My dearest friend Heidi read A Tiger for Malgudi too.

An excerpt from her blog:
I found Narayan’s writing in A Tiger for Malgudi to be more complex than in his charming Swami and Friends. Still he maintained the ease of telling his story in a way that draws the reader in, line by line, until we feel that we are experiencing his stories firsthand. I found this story to be more complex and more difficult to understand. Let me explain! Throughout the story I was painfully aware that my lack of knowledge about the Hindu religion was hampering my full understanding of any number of references that were made, or insinuated. When I finished the story I was quite fascinated to think of Raja (such a splendid name for a Tiger) and his life. I think that Narayan was effectively trying to see the human qualities that Raja, and other animal species such as the other circus animals contain. Man is not so different from his animal friends as sometimes is pompously thought. A beautiful example was that Raja’s conversations with the other animals were so reassuring to him, and he missed those words when he was cruelly isolated from the other animals.

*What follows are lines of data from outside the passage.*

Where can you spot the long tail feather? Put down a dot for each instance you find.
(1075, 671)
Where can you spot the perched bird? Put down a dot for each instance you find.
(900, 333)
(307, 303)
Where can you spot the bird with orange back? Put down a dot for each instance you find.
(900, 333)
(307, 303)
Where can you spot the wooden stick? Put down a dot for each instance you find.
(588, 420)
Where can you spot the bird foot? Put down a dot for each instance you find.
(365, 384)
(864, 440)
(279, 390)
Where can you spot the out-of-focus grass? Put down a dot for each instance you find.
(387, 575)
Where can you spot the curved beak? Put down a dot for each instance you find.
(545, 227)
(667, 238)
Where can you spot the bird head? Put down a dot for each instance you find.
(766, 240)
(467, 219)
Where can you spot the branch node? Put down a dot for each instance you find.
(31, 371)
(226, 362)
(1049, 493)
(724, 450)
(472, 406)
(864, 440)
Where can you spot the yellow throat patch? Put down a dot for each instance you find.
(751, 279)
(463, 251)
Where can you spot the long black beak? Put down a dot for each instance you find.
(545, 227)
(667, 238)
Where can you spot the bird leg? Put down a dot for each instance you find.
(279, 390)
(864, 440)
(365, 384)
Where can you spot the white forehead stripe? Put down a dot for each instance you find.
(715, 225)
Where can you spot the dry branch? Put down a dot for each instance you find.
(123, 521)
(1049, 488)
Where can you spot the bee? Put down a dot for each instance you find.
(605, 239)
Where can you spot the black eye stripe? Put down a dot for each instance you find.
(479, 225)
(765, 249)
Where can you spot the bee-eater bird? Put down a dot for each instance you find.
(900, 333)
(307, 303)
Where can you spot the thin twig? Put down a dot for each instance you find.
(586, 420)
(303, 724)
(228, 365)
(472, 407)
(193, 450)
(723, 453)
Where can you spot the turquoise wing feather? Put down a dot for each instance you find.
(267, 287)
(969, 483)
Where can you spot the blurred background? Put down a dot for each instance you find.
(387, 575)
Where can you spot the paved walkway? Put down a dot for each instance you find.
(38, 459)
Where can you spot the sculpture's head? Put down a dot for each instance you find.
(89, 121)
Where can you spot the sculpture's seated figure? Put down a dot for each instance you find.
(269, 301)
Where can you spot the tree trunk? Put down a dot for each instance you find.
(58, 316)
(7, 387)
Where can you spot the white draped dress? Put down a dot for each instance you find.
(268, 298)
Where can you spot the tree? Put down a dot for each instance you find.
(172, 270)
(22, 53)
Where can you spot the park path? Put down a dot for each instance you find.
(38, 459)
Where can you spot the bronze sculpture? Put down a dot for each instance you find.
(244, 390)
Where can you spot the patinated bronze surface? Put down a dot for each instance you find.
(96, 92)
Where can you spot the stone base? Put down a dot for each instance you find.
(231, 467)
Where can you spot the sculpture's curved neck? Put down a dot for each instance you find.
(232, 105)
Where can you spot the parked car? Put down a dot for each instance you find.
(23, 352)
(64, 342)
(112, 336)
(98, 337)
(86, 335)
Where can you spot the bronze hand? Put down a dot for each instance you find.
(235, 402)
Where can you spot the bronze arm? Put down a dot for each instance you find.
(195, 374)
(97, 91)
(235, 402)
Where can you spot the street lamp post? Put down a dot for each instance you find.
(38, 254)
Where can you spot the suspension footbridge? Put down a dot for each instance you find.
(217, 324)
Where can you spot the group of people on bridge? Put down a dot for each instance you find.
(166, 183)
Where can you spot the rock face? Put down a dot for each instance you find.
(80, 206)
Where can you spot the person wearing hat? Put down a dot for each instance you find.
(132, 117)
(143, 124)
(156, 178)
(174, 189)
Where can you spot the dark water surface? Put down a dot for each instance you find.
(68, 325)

Sarah from Hard Book Habit read his first novel Swami and Friends.

An excerpt from her blog:
The tales of Swami along with his pals, Mani and Rajam, reminded me of Richmal Crompton’s Just William stories, with the boys showing a reluctance to go to school and always getting into scrapes and high jinks. There is even an incident where the boys attend a ‘Quit India’ movement demonstration in protest at Lancashire cotton flooding the market and threatening the livelihoods of local weavers. The boys can’t pass up the opportunity to throw stones at the windows of their daily imprisonment – the school. In this way, Narayan manages to point to the wider political climate of the time, but all the while filtered through the eyes of these young boys. 

Janani from The Shrinkette was washed over by a wave of nostalgia. She reread Malgudi Days.

An excerpt from her blog:
His writing style definitely reminds you of Chekov and O-Henry, masters of the short story format. It is amazing how much the man can compress into a story that’s all of 4-6 pages in length. What a versatile storyteller, I’m so glad I loved this just as much as I did when I read it for the first time as a teenager. 

My lovely, lovely friend Bina read my favourite book — The English Teacher.

An excerpt from her blog:
Another aspect that drew me in was how Narayan would treat colonialism, especially regarding Krishna’s occupation as an  English teacher. Without making this the focus of the novel or taking a stance directly, Narayan does criticize the educational system colonialism has put into place.

And, I read the cute The World of Nagaraj.

Many thanks once again! I hope you had fun. And don’t forget to let me know if you read more of Narayan.

Also, I will post my thoughts on Narayan’s The Guide — one of the most celebrated books — in a couple of days. 🙂

BeFunky Collage


12 thoughts on “Event Update: RK Narayan Readalong

  1. Lovely round-up Deepika. Loved reading all the others’ opinions about RKN. I’m enjoying the readalong.
    PS: I’m yet to start The English Teacher. 😦

    Liked by 1 person

  2. Thanks so much for hosting this.lovely readathong, Deepika, I loved getting to.know Narayan’s writing and the world of.Malgudi. You are right to be disappointed that it’s fictitious 🙂 I will post my thoughts in Malgudi Days this week!

    Liked by 1 person

  3. I am so late to tell you how thrilled I was that you hosted the Narayan readalong. I somehow faded away when I couldn’t get my blog to link, but got one of the “Dummies” series of books to help. Although, must admit it is just taking up space on my desk at the moment. I delighted in reading all of the readers comments. I also read “The Painter of Signs” but haven’t written about it yet. My summer reading plan is to pull out more Narayan from the stack that I acquired. Thank you so much for organizing the read along. It was my first, and I felt very happy to participate.